= Young subgroup =

In mathematics, the Young subgroups of the symmetric group $S_n$ are special subgroups that arise in combinatorics and representation theory. When $S_n$ is viewed as the group of permutations of the set $\{1, 2, \ldots, n\}$, and if $\lambda = (\lambda_1, \ldots, \lambda_\ell)$ is an integer partition of $n$, then the Young subgroup $S_\lambda$ indexed by $\lambda$ is defined by
$$S_\lambda = S_{\{1, 2, \ldots, \lambda_1\}} \times S_{\{\lambda_1 + 1, \lambda_1 + 2, \ldots, \lambda_1 + \lambda_2\}} \times \cdots \times S_{\{n - \lambda_\ell + 1, n - \lambda_\ell + 2, \ldots, n\}},$$
where $S_{\{a, b, \ldots\}}$ denotes the set of permutations of $\{a, b, \ldots\}$ and $\times$ denotes the direct product of groups. Abstractly, $S_\lambda$ is isomorphic to the product $S_{\lambda_1} \times S_{\lambda_2} \times \cdots \times S_{\lambda_\ell}$. Young subgroups are named for Alfred Young.

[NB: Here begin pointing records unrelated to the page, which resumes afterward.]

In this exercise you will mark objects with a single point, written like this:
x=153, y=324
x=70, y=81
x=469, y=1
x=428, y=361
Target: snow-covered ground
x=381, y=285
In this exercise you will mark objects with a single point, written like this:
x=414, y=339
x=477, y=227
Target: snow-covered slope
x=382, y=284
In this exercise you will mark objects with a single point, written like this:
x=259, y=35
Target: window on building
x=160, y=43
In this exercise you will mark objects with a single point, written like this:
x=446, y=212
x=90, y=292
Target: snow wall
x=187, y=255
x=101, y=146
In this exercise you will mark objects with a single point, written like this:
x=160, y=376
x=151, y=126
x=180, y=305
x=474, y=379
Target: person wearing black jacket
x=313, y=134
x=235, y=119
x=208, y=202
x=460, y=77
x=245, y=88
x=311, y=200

When $S_n$ is viewed as a reflection group, its Young subgroups are precisely its parabolic subgroups. They may equivalently be defined as the subgroups generated by a subset of the adjacent transpositions $(1 \ 2), (2 \ 3), \ldots, (n - 1 \ n)$.

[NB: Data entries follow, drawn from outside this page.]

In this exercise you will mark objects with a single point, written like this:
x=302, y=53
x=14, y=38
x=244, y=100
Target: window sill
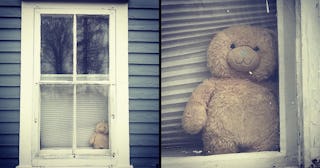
x=254, y=159
x=97, y=161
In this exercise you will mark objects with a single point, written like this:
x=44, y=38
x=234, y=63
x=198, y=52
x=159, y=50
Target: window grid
x=107, y=80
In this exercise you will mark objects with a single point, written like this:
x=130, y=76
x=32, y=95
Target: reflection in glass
x=92, y=107
x=56, y=116
x=56, y=44
x=92, y=44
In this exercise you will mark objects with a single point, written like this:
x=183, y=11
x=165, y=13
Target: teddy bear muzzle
x=243, y=59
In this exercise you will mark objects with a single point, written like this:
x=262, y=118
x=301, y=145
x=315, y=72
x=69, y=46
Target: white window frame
x=289, y=154
x=30, y=154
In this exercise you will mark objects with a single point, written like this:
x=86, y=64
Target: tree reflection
x=92, y=37
x=57, y=44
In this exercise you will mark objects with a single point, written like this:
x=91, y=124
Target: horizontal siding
x=10, y=35
x=144, y=82
x=187, y=28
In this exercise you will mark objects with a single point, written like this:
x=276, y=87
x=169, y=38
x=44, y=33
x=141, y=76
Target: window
x=74, y=74
x=187, y=28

In some cases, the name Young subgroup is used more generally for the product $S_{B_1} \times \cdots \times S_{B_\ell}$, where $\{B_1, \ldots, B_\ell\}$ is any set partition of $\{1, \ldots, n\}$ (that is, a collection of disjoint, nonempty subsets whose union is $\{1, \ldots, n\}$). This more general family of subgroups consists of all the conjugates of those under the previous definition. These subgroups may also be characterized as the subgroups of $S_n$ that are generated by a set of transpositions.